What Is Voter Identification?

Voter identification is a long and essential part of any campaign. You need to understand the concept and know how to successfully implement a voter identification strategy if you want to win an election.

Voter identification is an essential aspect of any successful campaign. The stronger your voter identification efforts, the higher your chances of winning an election, especially in small and local elections.

Campaigns need to develop and implement a powerful voter identification strategy if they want to win their election. Here’s a quick guide to voter identification and how it can help your campaign.

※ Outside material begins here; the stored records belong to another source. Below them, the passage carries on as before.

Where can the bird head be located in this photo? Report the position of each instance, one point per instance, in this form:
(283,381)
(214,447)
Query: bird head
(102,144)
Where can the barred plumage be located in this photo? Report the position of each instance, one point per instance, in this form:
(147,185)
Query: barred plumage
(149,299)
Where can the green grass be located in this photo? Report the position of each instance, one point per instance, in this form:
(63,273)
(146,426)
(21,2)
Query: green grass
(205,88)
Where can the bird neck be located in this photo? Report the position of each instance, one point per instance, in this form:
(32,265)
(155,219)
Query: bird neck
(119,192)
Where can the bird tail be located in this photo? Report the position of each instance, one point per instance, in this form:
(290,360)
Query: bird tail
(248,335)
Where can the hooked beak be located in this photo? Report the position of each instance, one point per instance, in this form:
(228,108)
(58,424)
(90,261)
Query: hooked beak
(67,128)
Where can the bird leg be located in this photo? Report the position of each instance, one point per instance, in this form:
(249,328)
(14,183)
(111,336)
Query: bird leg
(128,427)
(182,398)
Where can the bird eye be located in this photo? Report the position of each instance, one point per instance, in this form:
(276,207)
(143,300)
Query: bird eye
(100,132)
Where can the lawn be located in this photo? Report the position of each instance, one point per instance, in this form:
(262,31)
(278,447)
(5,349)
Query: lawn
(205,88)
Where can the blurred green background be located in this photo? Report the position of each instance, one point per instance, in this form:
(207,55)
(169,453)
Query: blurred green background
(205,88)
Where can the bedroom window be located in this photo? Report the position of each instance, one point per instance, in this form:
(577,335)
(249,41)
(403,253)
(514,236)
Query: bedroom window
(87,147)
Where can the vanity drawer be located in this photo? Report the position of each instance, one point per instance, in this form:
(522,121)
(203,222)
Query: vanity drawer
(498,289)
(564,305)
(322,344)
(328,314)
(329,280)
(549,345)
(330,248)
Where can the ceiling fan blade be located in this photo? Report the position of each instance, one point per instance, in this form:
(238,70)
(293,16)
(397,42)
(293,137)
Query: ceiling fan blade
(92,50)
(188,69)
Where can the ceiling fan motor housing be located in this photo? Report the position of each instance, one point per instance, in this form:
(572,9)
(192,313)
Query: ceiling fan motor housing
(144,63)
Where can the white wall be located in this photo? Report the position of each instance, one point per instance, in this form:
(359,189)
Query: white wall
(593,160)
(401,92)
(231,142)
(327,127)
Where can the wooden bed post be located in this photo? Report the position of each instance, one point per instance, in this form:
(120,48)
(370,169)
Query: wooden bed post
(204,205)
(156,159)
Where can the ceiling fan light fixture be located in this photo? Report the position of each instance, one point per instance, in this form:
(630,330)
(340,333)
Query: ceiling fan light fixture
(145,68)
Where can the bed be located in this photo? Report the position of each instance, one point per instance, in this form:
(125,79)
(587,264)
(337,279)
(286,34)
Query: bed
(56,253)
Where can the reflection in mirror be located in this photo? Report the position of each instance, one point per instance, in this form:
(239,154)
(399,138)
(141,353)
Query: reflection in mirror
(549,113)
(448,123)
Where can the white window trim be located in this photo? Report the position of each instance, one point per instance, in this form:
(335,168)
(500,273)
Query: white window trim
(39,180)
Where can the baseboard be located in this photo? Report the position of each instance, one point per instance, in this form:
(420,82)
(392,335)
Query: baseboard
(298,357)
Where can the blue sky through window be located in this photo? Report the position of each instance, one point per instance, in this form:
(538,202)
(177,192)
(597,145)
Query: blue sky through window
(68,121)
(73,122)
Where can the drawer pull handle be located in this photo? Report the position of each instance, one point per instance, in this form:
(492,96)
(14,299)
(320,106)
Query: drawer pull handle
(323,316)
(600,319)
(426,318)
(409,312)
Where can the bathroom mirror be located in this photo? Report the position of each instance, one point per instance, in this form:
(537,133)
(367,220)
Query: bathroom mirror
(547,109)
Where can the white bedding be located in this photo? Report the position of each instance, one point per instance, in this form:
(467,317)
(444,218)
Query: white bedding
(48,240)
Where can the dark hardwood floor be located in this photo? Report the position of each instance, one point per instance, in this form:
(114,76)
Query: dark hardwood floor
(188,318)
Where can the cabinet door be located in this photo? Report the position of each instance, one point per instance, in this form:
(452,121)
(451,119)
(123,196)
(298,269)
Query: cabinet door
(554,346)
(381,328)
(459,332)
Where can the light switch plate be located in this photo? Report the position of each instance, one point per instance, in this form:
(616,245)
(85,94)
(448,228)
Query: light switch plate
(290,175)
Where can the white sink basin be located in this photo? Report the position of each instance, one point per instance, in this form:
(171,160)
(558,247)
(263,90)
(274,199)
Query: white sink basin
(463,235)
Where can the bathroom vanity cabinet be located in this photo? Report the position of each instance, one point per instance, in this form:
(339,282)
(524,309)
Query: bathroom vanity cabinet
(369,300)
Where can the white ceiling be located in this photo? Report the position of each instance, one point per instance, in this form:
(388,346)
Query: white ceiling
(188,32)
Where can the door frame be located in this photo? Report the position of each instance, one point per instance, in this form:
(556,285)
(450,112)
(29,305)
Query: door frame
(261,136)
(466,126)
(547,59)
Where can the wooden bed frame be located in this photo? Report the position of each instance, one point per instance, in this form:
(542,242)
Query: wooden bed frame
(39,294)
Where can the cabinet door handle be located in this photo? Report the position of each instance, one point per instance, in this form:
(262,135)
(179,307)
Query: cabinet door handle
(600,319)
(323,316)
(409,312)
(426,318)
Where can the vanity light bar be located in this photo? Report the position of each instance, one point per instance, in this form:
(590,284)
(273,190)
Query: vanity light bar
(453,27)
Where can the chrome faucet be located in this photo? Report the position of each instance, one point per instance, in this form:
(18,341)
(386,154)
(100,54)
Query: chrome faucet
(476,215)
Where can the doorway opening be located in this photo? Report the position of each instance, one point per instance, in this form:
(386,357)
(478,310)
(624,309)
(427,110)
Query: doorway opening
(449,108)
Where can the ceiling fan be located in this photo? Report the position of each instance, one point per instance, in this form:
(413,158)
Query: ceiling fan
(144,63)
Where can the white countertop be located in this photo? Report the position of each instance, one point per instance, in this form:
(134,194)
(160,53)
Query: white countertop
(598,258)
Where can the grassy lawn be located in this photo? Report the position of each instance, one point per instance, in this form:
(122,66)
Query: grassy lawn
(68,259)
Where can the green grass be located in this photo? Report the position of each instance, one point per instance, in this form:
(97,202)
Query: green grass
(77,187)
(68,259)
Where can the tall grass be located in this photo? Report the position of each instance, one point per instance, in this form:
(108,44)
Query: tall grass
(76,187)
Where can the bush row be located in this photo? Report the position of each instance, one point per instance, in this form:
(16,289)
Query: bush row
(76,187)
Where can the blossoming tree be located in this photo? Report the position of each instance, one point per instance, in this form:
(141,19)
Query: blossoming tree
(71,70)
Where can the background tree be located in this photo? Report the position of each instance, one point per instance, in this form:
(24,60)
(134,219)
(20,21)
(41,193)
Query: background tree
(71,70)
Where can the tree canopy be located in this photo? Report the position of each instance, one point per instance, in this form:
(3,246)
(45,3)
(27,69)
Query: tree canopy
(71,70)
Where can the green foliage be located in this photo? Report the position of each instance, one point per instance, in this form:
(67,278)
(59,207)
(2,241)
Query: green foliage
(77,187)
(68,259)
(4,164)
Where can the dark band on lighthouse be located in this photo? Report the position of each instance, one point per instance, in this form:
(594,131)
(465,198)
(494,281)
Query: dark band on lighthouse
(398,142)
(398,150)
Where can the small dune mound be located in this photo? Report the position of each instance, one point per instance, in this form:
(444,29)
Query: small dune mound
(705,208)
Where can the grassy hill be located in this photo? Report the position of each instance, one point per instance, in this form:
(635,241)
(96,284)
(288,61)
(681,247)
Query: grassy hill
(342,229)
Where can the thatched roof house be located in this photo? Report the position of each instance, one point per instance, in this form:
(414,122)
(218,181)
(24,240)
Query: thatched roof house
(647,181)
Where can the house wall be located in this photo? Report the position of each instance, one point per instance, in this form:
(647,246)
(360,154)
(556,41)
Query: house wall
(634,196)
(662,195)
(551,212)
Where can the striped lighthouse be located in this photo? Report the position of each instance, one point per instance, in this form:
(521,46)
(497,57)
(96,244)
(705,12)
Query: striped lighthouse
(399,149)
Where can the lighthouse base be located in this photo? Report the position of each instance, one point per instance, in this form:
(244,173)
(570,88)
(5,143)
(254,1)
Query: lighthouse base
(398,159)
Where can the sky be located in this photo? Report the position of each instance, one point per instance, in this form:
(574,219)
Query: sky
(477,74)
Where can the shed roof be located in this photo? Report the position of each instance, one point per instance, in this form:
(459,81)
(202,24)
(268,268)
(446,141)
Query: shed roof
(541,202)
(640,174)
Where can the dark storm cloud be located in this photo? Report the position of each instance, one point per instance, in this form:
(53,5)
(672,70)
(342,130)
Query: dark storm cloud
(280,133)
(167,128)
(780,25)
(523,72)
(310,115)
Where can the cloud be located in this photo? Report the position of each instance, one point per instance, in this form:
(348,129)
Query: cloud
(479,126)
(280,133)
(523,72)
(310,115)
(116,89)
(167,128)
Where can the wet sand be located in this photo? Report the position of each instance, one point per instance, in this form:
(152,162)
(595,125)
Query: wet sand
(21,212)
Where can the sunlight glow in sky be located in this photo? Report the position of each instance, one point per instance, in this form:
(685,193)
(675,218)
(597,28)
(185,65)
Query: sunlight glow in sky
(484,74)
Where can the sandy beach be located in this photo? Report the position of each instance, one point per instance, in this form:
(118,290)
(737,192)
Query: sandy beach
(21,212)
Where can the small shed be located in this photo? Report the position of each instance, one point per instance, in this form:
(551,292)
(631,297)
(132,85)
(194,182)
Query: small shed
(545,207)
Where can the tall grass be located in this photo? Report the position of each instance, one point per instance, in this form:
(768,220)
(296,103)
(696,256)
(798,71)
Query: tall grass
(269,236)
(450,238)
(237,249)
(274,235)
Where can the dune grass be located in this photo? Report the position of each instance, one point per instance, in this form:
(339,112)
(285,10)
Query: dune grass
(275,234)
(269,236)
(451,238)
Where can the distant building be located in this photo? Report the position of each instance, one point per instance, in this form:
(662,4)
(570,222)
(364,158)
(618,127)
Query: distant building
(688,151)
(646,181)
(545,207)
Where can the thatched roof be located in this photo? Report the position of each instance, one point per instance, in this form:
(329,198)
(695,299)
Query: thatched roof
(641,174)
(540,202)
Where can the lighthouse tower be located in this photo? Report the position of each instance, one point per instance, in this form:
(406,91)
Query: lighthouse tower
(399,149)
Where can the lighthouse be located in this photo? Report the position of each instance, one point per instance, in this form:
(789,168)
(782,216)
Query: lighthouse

What is Voter Identification?

Voter identification is the part of a campaign where you identify your supporters. Typically, campaigns start with a voter list and use that to contact people. From there, they can weed out opponents and definite supporters to focus on undecided voters or supporters with inconsistent voting behavior.

A great voter identification strategy helps you use your time, energy, and money more efficiently. Rather than trying to persuade people who are already decided or guaranteed to vote, you can hone in on voters who need some persuasion. 

Everyone involved in a campaign, from the candidate themselves to occasional volunteers, is involved in voter identification. You want to find as many people within your target audience as possible so you can start to figure out how to persuade and support them best. 

Voter identification is the foundation for all other campaign efforts, but it’s especially important for the campaign message. Knowing who you’re trying to reach helps you shape your message and make it appealing to a wide number of voters.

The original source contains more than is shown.